Yesterday, the four of us went to Barrow, which is the northernmost city in the United States (maybe in North America? I don’t recall). It was really pretty interesting. It took a little over an hour to get there, on an Alaska Airlines 737 — it’s about 500 miles north of Fairbanks, right on the Arctic Ocean. I’ve been above the Arctic Circle before (my parents and I went to Norway in 1991), but everything about northern Alaska is different than what I remember about northern Norway — it was much colder and rainier in Barrow, and the landscape was barren.

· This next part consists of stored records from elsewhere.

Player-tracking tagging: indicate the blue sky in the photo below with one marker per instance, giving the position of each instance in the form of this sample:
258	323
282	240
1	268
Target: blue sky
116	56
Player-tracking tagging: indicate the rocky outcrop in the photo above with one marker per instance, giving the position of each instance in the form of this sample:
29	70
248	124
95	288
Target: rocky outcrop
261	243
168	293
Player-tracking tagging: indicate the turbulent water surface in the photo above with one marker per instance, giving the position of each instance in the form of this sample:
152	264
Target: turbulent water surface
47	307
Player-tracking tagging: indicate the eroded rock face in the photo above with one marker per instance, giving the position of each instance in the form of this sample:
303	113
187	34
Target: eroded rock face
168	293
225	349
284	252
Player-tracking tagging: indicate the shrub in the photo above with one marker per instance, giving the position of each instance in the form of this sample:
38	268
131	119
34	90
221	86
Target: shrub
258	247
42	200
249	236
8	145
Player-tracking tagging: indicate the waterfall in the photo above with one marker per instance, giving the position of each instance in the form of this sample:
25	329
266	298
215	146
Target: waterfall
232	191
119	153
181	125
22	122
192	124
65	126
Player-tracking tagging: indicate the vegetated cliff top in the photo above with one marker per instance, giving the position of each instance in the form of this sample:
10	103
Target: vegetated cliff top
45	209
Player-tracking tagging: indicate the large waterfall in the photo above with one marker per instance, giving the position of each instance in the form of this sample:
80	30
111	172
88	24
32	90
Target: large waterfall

We were on a tour bus with 20 or so other Americans, which to me, ranks right up there with a sharp stick in the eye, but we all had fun regardless. Peter and I now have a photo of us together at the Arctic Ocean (complete with icebergs) to put on our wall next to the photo of us together at the Caribbean Sea (complete with palm trees and a sandy beach). We’ll soon be able to fool people into believing that we’re interesting and trendy jetsetters or something.

Barrow is a really interesting community, aesthetically, in that all of the buildings look as though they’ve been lifted right from a third-world slum: peeling paint, rusted cars on blocks out front, unpaved muddy roads, shifting foundations, trash everywhere. Yet, the interior of every building we went into was clean (how, I don’t know, given how muddy it was outside), well-decorated, and actually very classy-looking. Granted, we probably primarily saw tourist attractions, though the random Chinese restuarant where we killed time before the plane left was the same way.

It intrigued me how Barrow has set up multiple ways to keep the residents from going utterly insane. There are no roads leading to Barrow — the only way in or out is on an airplane to Fairbanks/Anchorage — it’s freezing cold almost all year ’round, and there’s no sunlight at all for 84 straight days in winter. Yet everyone we saw looked sane and happy. The high school was impressive, with a full gym (including a 2nd story swimming pool), extensive science and computer labs, and an athletic program which flies the kids on sports teams all over Alaska to play other high schools. There’s a similarly impressive recreation center, serving the entire community, with running tracks, basketball courts, pools, and more. I mean, it’s not like you can go outside for a jog in winter, unless you’re extremely dextrous in your parka at -50F.

We happened to visit on the day of a blanket toss festival, where three whaling crews were throwing a party to celebrate catching a whale. Our bus driver and guide, Joe, was a 29-year-old native who enjoys whaling every season (Barrow has 2 whaling seasons per year), and he gave us a rundown of whaling and the festivals. The community is given a quota of 22 whales per calendar year (not per season), which feeds the entire city of 4500 or so people. The first shot at a whale removes one whale from the quota, even if the shot doesn’t kill the whale, so the crews have incentive to be good shots. 😉 Joe told us that the crews use sealskin boats (we saw one later) and harpoons, though modern-day harpoons have a nitrogen firing system which, essentially, explodes a bomb inside of the whale to guarantee that the whale dies. It sounds harsh, but when you lose a whale from the quota if you shoot the whale but it escapes, you want to make damn sure you can catch and eat that whale. Joe said that he eats whale every other day or so.

At any rate, the whale meat is brought to the festival, where it’s divided up amongst the families and cooked/eaten in a big party. There were a few hundred people there already when we wandered by towards the beginning. We saw some whale meat being unloaded from a pickup, but no one had started eating yet. At the end of the festival, there’s a huge blanket toss as part of the festivities. Our tour group did a small one at the Heritage Museum, and even that was pretty fun.